Works on the Augustinian church and priory in Valletta commenced in 1571 on the plans of the Maltese Architect Glormu Cassar, the engineer of the Order of St. John who built St. John’s Cathedral, the Grand Masters Palace the Sacra Infirmeria, the seven Auberges and other fine buildings. It was first dedicated to Our Lady of Perpetual Help, although the priory that bore the title of Saint Augustine of Hippo.  From the latest archaeological discoveries (2016), the church foundations and segments of the old priory was in the Romanesque style with characteristic Melitan mouldings, rib vaulting, pointed arches and 16th century decorative adaptations. The church had its facade on St.Sebastian Street, (now Old Mint Street). The complex seems to have been level with this street and had a wide and high nave and apse. The cloister and priory were interconnected via a loggia.
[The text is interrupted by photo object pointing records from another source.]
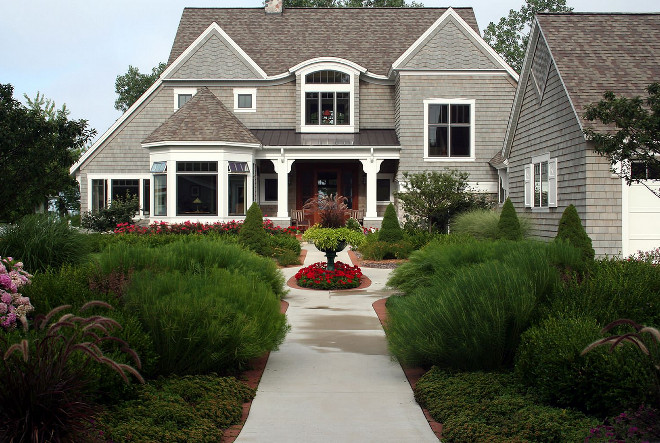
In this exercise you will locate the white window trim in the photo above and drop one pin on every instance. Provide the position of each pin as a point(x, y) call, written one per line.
point(449, 101)
point(182, 91)
point(530, 179)
point(331, 87)
point(109, 177)
point(262, 188)
point(391, 178)
point(245, 91)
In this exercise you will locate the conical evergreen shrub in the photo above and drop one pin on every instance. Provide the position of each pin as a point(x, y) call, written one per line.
point(571, 229)
point(509, 226)
point(390, 230)
point(252, 234)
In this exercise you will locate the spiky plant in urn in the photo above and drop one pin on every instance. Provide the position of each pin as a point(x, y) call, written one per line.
point(330, 235)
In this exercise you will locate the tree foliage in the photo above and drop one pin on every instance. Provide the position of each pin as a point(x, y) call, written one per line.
point(351, 4)
point(36, 152)
point(509, 226)
point(130, 86)
point(430, 199)
point(571, 230)
point(510, 35)
point(637, 137)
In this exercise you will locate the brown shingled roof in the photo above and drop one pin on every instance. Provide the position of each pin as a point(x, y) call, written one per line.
point(372, 37)
point(595, 53)
point(203, 118)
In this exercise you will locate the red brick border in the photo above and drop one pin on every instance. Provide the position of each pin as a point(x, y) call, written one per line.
point(412, 374)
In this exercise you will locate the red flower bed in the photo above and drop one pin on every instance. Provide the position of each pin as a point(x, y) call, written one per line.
point(189, 227)
point(316, 276)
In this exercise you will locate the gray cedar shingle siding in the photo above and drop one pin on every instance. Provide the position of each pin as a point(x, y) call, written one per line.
point(215, 59)
point(450, 47)
point(493, 97)
point(371, 37)
point(376, 106)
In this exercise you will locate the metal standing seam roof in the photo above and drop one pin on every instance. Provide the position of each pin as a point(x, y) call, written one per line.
point(598, 52)
point(289, 137)
point(202, 118)
point(372, 37)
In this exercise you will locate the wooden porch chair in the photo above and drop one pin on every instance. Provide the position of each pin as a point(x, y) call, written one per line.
point(298, 219)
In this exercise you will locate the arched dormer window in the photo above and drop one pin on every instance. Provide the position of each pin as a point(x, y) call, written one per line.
point(327, 98)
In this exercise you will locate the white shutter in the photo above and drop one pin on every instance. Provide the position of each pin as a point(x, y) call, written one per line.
point(552, 183)
point(529, 186)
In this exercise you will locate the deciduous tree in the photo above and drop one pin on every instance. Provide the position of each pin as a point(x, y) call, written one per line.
point(636, 137)
point(130, 86)
point(36, 153)
point(510, 35)
point(430, 199)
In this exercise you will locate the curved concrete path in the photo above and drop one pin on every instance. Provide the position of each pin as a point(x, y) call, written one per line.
point(333, 380)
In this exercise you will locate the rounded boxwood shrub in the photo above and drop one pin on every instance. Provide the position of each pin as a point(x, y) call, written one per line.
point(390, 230)
point(508, 227)
point(252, 234)
point(571, 229)
point(599, 382)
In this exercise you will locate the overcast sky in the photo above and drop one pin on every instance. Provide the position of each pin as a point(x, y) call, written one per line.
point(73, 50)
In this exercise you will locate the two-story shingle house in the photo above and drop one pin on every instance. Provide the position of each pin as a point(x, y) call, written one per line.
point(547, 162)
point(274, 106)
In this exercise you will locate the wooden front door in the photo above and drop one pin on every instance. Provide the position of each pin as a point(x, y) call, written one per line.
point(325, 179)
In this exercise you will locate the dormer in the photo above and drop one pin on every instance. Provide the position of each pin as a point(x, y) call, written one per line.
point(328, 97)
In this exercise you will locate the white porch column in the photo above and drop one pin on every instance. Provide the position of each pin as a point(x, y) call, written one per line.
point(371, 167)
point(282, 168)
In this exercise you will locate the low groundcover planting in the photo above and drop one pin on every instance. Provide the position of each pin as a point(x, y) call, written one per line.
point(317, 276)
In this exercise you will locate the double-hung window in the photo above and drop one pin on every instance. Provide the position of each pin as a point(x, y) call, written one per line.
point(327, 101)
point(541, 182)
point(449, 129)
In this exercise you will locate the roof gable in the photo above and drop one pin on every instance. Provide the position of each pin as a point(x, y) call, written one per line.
point(448, 45)
point(371, 37)
point(595, 53)
point(203, 119)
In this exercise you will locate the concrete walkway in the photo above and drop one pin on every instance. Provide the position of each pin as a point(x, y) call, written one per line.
point(333, 380)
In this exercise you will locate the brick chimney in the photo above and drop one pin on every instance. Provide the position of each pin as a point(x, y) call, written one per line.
point(274, 6)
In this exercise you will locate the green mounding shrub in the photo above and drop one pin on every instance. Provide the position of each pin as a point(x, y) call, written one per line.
point(599, 382)
point(390, 230)
point(212, 321)
point(252, 234)
point(42, 241)
point(508, 227)
point(186, 409)
point(482, 224)
point(613, 289)
point(121, 210)
point(492, 407)
point(571, 229)
point(469, 311)
point(192, 254)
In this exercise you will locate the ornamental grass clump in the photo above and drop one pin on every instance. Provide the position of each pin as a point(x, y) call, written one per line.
point(42, 241)
point(212, 320)
point(47, 374)
point(317, 276)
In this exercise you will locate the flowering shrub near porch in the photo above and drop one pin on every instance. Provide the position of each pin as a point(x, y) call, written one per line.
point(316, 276)
point(13, 306)
point(188, 227)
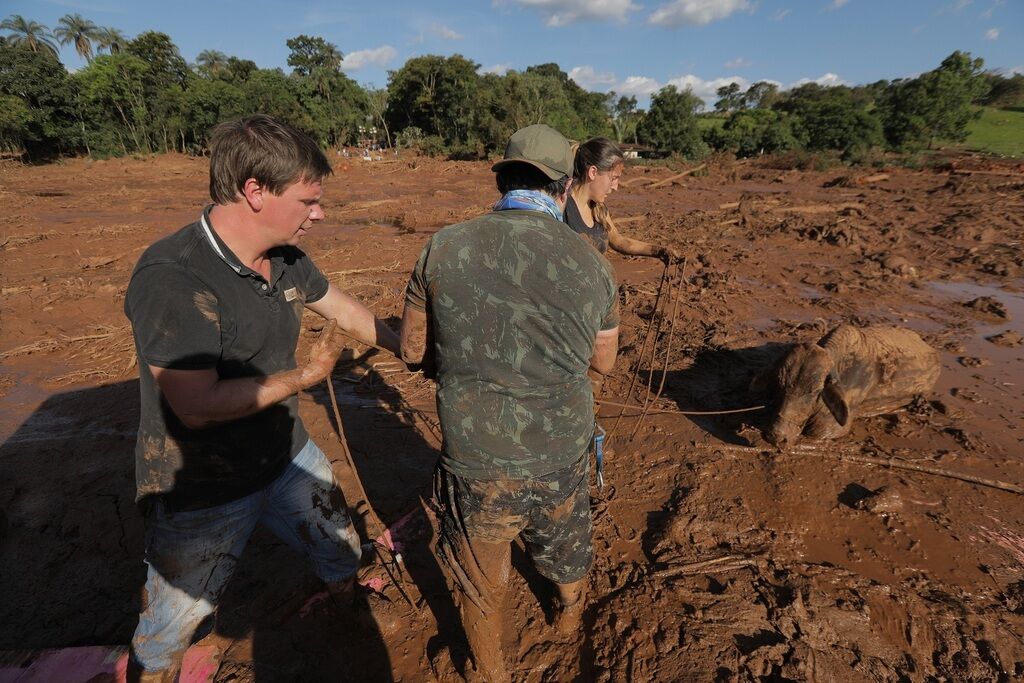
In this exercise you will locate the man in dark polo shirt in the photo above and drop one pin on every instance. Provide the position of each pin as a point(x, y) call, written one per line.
point(517, 308)
point(215, 310)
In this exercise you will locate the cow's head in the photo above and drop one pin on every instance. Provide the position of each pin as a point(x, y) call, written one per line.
point(805, 378)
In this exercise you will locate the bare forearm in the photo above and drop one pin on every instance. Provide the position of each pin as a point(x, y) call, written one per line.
point(414, 336)
point(356, 321)
point(625, 245)
point(236, 398)
point(605, 350)
point(226, 399)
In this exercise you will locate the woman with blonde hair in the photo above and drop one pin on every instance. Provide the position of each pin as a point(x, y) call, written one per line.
point(599, 164)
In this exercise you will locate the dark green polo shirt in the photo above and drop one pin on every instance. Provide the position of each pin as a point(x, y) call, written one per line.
point(194, 306)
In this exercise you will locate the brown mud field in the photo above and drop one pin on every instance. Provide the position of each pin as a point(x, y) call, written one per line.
point(718, 558)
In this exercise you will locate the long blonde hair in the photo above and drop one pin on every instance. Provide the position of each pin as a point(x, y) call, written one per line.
point(604, 155)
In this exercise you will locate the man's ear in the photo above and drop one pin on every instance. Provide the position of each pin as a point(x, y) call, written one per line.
point(254, 194)
point(835, 399)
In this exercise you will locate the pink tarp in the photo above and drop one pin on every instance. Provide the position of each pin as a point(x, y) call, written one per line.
point(102, 665)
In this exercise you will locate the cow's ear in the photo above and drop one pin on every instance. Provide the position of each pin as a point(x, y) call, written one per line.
point(762, 380)
point(835, 399)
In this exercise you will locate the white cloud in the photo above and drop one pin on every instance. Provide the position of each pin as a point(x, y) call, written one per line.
point(499, 70)
point(695, 12)
point(987, 14)
point(826, 80)
point(638, 86)
point(445, 33)
point(707, 90)
point(378, 56)
point(563, 12)
point(589, 79)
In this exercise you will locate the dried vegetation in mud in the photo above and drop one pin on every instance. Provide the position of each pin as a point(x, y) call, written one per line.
point(718, 558)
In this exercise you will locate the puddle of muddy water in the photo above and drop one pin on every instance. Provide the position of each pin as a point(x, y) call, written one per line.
point(964, 292)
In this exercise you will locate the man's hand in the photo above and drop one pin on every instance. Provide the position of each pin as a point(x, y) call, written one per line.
point(669, 254)
point(324, 354)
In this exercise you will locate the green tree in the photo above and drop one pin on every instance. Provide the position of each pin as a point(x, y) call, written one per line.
point(436, 94)
point(211, 62)
point(755, 131)
point(832, 118)
point(589, 116)
point(761, 95)
point(111, 40)
point(671, 122)
point(311, 52)
point(164, 61)
point(15, 122)
point(936, 105)
point(40, 83)
point(32, 35)
point(336, 105)
point(79, 31)
point(730, 98)
point(207, 102)
point(164, 80)
point(115, 103)
point(624, 115)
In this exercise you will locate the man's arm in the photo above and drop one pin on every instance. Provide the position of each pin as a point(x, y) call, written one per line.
point(414, 335)
point(605, 350)
point(355, 319)
point(200, 398)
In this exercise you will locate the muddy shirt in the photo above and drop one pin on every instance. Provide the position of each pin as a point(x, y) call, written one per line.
point(515, 300)
point(194, 306)
point(598, 235)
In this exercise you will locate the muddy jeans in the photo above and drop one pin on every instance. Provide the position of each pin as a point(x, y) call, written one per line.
point(193, 554)
point(480, 518)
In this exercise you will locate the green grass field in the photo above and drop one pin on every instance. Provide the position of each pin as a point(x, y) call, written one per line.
point(997, 132)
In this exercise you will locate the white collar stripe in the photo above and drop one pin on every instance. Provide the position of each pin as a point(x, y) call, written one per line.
point(213, 243)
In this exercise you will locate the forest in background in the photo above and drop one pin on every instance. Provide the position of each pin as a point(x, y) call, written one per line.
point(139, 95)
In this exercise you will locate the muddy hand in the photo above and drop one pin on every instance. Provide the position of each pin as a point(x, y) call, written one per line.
point(324, 353)
point(669, 255)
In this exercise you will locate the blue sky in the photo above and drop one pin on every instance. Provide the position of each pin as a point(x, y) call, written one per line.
point(629, 46)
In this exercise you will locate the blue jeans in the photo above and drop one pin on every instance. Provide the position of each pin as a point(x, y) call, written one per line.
point(192, 555)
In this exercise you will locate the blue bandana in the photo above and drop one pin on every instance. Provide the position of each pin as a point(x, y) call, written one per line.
point(528, 200)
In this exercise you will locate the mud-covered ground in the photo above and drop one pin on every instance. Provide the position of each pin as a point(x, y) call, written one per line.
point(718, 558)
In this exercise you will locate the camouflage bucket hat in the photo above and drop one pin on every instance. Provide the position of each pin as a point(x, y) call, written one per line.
point(543, 147)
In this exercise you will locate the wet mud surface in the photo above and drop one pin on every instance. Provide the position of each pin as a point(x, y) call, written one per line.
point(719, 558)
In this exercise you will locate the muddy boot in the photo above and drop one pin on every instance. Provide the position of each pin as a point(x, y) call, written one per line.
point(569, 606)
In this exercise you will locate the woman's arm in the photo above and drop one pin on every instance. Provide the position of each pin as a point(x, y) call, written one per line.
point(625, 245)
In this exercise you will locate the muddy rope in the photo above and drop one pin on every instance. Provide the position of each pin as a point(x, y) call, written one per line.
point(672, 411)
point(913, 467)
point(680, 273)
point(643, 346)
point(371, 514)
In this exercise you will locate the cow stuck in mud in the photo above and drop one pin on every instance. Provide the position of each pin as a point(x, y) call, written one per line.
point(849, 373)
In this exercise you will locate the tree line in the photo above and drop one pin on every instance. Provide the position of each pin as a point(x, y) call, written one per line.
point(140, 95)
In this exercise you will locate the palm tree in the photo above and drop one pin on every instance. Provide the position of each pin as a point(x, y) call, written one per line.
point(76, 29)
point(33, 35)
point(110, 39)
point(211, 61)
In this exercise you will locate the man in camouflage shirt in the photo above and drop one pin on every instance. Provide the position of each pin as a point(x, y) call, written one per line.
point(513, 308)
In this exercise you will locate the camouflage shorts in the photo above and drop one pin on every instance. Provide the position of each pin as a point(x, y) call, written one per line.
point(550, 513)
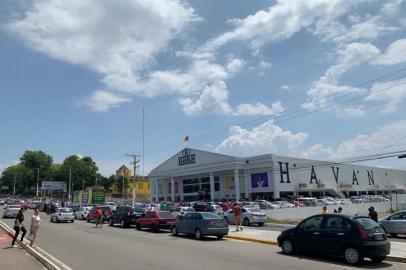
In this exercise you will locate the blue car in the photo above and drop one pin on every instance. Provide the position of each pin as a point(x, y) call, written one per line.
point(200, 224)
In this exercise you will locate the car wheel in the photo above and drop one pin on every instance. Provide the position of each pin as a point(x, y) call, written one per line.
point(378, 259)
point(174, 231)
point(198, 234)
point(287, 247)
point(352, 256)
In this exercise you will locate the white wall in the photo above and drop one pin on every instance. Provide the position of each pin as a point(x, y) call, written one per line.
point(304, 212)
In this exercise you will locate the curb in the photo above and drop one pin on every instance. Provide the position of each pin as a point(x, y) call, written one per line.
point(269, 242)
point(275, 243)
point(41, 258)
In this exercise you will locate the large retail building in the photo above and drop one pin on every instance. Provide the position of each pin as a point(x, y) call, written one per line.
point(194, 174)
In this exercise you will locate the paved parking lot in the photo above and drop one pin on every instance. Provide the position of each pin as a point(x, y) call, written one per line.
point(82, 246)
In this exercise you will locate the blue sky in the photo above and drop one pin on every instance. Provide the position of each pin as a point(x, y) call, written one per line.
point(75, 75)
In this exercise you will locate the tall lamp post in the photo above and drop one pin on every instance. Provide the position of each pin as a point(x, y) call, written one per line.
point(38, 169)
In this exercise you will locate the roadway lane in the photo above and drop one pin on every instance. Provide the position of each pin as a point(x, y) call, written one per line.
point(82, 246)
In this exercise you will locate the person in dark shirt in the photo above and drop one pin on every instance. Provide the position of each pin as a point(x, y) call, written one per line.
point(18, 225)
point(373, 214)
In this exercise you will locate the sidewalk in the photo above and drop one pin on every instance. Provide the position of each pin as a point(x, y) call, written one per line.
point(398, 249)
point(16, 258)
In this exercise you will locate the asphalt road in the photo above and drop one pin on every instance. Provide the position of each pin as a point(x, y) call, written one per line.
point(82, 246)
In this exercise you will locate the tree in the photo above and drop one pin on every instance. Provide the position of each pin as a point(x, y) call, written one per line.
point(83, 170)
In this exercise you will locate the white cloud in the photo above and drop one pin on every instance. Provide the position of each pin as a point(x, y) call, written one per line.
point(115, 39)
point(281, 21)
point(392, 93)
point(394, 54)
point(102, 101)
point(259, 109)
point(266, 138)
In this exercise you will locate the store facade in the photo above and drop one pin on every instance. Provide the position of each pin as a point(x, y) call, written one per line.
point(193, 175)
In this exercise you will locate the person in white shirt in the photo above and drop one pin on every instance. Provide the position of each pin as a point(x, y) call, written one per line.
point(35, 221)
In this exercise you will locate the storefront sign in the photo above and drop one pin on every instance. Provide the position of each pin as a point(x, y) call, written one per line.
point(187, 157)
point(259, 180)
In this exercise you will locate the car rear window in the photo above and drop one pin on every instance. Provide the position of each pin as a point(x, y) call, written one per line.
point(367, 223)
point(209, 215)
point(165, 215)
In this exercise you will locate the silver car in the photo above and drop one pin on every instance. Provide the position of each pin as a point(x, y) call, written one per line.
point(249, 216)
point(11, 211)
point(83, 212)
point(394, 224)
point(63, 214)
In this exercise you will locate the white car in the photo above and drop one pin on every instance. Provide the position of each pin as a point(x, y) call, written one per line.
point(83, 212)
point(11, 211)
point(63, 214)
point(249, 216)
point(181, 211)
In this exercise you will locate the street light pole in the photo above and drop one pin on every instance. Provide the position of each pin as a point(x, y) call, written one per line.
point(37, 180)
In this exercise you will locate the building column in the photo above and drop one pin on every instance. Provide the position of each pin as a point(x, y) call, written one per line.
point(172, 189)
point(211, 186)
point(237, 184)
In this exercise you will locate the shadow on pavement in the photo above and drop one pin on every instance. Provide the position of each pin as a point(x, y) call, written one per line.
point(339, 261)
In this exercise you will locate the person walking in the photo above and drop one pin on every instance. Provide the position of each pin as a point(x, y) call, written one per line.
point(35, 220)
point(373, 214)
point(18, 226)
point(237, 216)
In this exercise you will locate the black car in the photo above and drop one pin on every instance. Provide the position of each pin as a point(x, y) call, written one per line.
point(201, 207)
point(351, 237)
point(125, 215)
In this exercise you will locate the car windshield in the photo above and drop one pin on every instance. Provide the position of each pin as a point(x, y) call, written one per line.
point(165, 215)
point(209, 216)
point(367, 223)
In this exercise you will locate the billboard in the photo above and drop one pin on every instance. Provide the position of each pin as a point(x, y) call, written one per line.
point(53, 185)
point(259, 180)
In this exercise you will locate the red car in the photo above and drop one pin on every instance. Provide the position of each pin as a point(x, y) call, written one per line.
point(156, 220)
point(105, 209)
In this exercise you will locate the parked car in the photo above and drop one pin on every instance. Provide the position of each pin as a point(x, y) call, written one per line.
point(181, 211)
point(63, 214)
point(11, 211)
point(125, 215)
point(201, 208)
point(394, 224)
point(83, 212)
point(350, 237)
point(156, 220)
point(249, 216)
point(91, 216)
point(199, 225)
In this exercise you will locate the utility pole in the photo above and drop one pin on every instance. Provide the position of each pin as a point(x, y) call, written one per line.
point(134, 163)
point(37, 180)
point(70, 183)
point(15, 180)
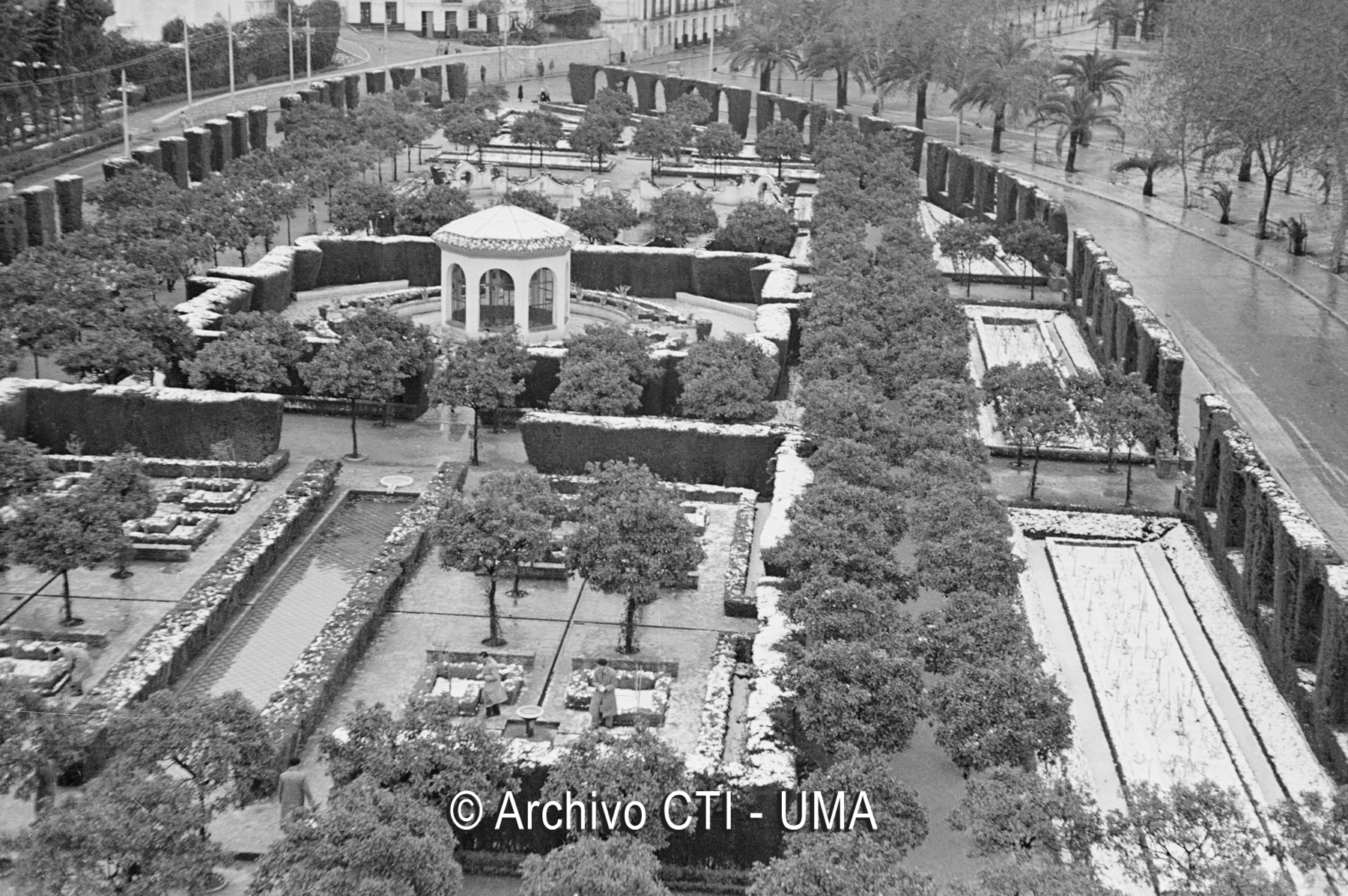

In 1763, after nearly two hundred years, the Augustinian Community agreed that it was better to demolish the old church and to build a newer one, following the earthquake of 1693. The work was assigned to the Capo Maestro del Opera, Luqa Giuseppe Bonnici (1707—1779). He was replaced after Bonnici's death by Capo Maestro and Arcitetto Antonio Cachia (1739-1813), known for his earlier work on the Auberge de Castille under Andrea Belli. Bonnici’s plans were changed due to two large defects. Financial difficulties protracted works and the church was completed in 1794. On a Greek cross plan the church is characteristic of local Baroque with a crypt set as a foundation exploiting the heavy gradient. The plan of the complex is completely inverted with the facade of the church onto Old Bakery Street and the convent occupying the section over Old Mint Street. Few changes were made to the plan and it was rebuilt after WWII enemy attack damaged the church and the convent. On February 1, 1968, the church of Saint Augustine was elevated to a parish by Mons. Sir Michael Gonzi, Archbishop of Malta.